Approach dating interfaith jewish man positive
While waiting just outside the church’s sanctuary for the service to begin, a friend of mine in the choir leaned over and said, “So tell me, what’s a nice Jewish boy like you doing in a place like this? My mind turned to a woman in Gayle’s church, married to a Jew. Gayle in church I stood up and took a few steps from the bench, now a bit defiant. You’re the One who brought Orthodox Jews in my path, just at the time we were in the midst of adopting our son. That had been when the chasm had started to widen, when our hours of talking had gotten us far but not far enough, and we needed to find someone who might help us figure it all out. Ever since the rabbi had told me “it won’t work,” I had stayed away from his synagogue.

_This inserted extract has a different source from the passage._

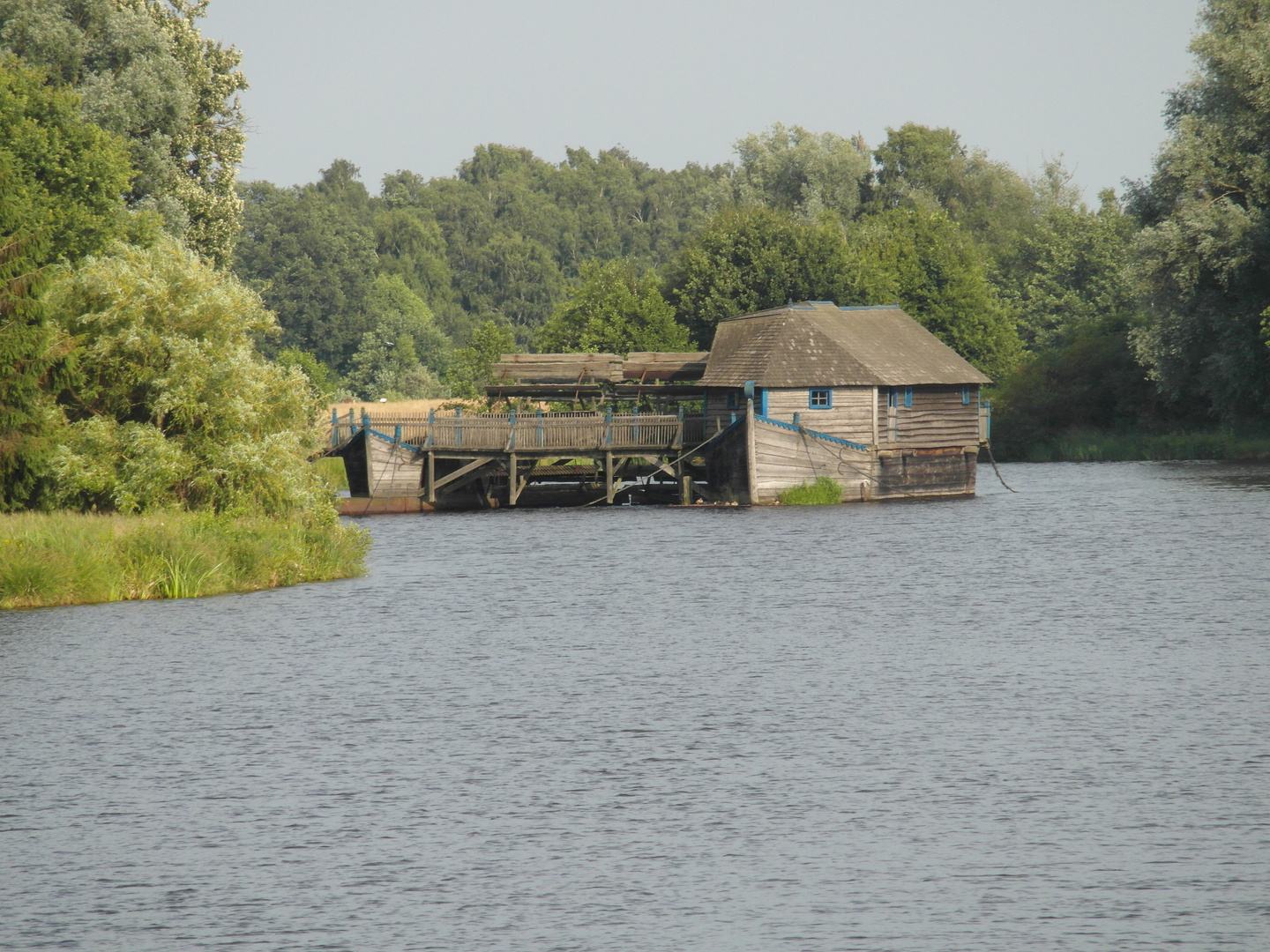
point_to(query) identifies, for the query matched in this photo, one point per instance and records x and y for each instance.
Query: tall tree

You’re the One who put the idea in Gayle’s mind that we’d raise our son Jewish even as she continued directing the music for a church. Rabbi Turtletaub met with each of us together, and then privately. Then one Shabbat morning, for some reason, I felt I wanted to go. And sitting among hundreds of people, the rabbi’s words seemed tailored just for me. But like pieces of a puzzle, everything started to come together.
Ok, so she was more than simply “not Jewish.” When we met, Gayle was quite the devout Christian, a full-time Christian in fact.
It didn’t matter that she was passionately committed to the church while I had a lukewarm relationship with Judaism. Gayle growing up on the farm I sat on a bench outside the synagogue, trying to collect my thoughts. And she was more than willing to raise our son Jewish. I had already been going to classes at Aish for a year, which happened to be just down the street from the synagogue whose rabbi had made things sound hopeless.
Then, we help connect you with Jewish singles – both locally and globally – who fit your dreams.
That’s not just matchmaking; It’s actually pretty magical.
“If Gayle were interested in converting, then you’d have a chance. Before we met, devout Christian that she was, she wasn’t planning on spending her life with a Jew. Gayle’s not quite the devout Christian she used to be.
How do you find that special someone when there are so many "someones"?
He meets with each couple and their families if they wish in order to craft the beautiful occasion that is a symbol of the love two people have for one another.
The essential elements of an interfaith-Jewish ceremony are inclusion and balance.
Want to get an even better handle on your love life?
An All Access subscription allows you to communicate with anyone on the site – even non-subscribers!